Defenders of the All Lives Matter mantra look at the raw numbers. The total number of officer-involved fatalities to date equal 5,424 for the five-year period. Of those, white victims amounted to 2,478 (45.69%). Blacks had 1,298 (23.93%) and Latinx were 904 (16.67%). The remaining numbers were Other with 219 (4.04%) and Unknown at 525 (9.68%). So yes, it appears more white victims die at the hands of law enforcement.
But if you look at the percentage of the population, you’ll see that Black/African Americans total 40,305,970, which is 12.32% of the total U.S. population of 327,167,439. Whites make up 197,033,939 (60.22%). Latinx is 59,763,631 (18.27%) and the remaining 30,063,899 (9.19%) are listed as Other. (Source: https://data.census.gov/cedsci/table?tid=ACSDT1Y2018.C03002&hidePreview=false&vintage=2018)

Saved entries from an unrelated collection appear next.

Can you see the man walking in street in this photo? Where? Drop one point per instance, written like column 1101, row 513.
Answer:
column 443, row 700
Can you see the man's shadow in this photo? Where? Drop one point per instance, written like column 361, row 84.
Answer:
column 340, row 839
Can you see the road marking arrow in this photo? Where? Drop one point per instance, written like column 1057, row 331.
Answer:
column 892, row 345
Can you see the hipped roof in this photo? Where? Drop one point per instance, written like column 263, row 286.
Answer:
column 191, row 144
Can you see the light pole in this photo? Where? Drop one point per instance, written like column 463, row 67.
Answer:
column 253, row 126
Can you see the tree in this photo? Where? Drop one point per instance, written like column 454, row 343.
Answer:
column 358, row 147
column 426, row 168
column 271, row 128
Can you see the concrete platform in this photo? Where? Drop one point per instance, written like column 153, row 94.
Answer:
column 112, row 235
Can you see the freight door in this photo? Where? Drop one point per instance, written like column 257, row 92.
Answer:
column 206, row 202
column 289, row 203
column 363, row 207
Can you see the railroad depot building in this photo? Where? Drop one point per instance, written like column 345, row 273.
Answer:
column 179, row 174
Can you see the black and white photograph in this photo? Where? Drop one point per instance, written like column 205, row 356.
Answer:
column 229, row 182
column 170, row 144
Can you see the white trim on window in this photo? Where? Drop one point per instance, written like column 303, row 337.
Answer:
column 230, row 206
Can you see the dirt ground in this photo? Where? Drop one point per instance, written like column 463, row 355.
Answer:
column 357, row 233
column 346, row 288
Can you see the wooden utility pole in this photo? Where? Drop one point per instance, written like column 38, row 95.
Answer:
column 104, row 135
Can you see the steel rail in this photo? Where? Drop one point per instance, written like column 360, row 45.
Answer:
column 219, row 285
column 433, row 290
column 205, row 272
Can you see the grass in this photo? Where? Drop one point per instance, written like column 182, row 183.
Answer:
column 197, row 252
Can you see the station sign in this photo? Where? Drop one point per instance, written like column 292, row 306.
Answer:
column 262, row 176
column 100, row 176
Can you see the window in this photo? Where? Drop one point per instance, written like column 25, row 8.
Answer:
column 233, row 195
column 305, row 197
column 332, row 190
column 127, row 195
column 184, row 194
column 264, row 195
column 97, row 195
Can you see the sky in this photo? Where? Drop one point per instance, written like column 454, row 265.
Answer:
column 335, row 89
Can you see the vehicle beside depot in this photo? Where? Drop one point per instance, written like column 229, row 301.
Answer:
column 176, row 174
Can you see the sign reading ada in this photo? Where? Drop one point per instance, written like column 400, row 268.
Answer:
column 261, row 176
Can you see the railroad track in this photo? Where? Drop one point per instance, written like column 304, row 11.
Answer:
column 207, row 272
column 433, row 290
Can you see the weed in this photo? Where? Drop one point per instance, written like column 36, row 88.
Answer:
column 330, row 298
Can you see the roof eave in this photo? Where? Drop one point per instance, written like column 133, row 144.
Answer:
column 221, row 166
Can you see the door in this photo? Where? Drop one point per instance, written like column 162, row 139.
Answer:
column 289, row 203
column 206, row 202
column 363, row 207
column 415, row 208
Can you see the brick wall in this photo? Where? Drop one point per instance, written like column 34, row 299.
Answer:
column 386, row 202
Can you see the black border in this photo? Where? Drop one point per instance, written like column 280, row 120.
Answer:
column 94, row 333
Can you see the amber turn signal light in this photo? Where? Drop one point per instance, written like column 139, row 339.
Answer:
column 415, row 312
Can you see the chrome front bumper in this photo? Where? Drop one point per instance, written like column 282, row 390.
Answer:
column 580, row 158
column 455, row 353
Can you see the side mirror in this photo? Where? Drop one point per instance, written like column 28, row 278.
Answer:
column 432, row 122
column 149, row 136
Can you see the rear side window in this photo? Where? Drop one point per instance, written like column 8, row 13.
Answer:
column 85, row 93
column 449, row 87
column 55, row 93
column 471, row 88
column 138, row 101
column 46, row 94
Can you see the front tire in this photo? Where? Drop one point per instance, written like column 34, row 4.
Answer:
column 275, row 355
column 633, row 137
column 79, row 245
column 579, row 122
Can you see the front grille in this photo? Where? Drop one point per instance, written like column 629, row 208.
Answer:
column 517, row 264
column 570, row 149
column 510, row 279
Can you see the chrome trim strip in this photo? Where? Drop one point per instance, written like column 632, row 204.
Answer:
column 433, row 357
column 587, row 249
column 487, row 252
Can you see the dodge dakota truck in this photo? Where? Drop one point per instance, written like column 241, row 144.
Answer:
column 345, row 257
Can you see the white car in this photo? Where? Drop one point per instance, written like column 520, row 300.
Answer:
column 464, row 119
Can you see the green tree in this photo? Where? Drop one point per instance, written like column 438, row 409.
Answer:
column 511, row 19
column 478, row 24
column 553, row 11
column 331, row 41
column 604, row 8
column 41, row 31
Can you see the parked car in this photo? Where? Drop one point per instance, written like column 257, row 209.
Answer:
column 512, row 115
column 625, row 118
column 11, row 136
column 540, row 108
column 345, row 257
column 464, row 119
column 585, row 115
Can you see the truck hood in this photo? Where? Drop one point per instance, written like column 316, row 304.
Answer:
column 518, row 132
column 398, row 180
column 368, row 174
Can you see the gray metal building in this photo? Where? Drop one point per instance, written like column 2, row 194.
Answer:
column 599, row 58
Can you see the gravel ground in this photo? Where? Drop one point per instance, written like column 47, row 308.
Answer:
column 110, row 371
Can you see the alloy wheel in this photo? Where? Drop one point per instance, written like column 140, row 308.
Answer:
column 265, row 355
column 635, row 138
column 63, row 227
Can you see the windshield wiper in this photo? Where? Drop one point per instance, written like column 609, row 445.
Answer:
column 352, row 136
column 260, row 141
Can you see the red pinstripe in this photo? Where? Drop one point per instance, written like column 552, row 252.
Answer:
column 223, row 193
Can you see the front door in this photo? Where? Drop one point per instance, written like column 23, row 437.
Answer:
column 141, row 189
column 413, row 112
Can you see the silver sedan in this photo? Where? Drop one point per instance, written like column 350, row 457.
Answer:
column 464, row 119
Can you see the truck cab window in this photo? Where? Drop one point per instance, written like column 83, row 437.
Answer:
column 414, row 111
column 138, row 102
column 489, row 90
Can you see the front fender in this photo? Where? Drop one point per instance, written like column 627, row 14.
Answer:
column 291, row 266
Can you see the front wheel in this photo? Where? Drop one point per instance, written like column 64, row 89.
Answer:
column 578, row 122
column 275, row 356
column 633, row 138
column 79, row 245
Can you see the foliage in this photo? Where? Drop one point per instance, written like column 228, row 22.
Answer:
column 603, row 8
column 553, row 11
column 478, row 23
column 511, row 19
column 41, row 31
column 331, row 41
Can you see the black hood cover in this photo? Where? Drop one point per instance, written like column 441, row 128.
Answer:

Accounting for this difference, we find that deadly force involves Black victims by 32 per million, Latinx by 15 per million, Whites by 13 per million, and Other by 7 per million.
And fatalities aren’t the only problem.
Roland G. Fryer, Jr. published a working paper titled “An Empirical Analysis of Racial Differences in Police Use of Force” for the National Bureau of Economic Research in July 2016 (revised January 2018). The paper explores racial differences in police use of force.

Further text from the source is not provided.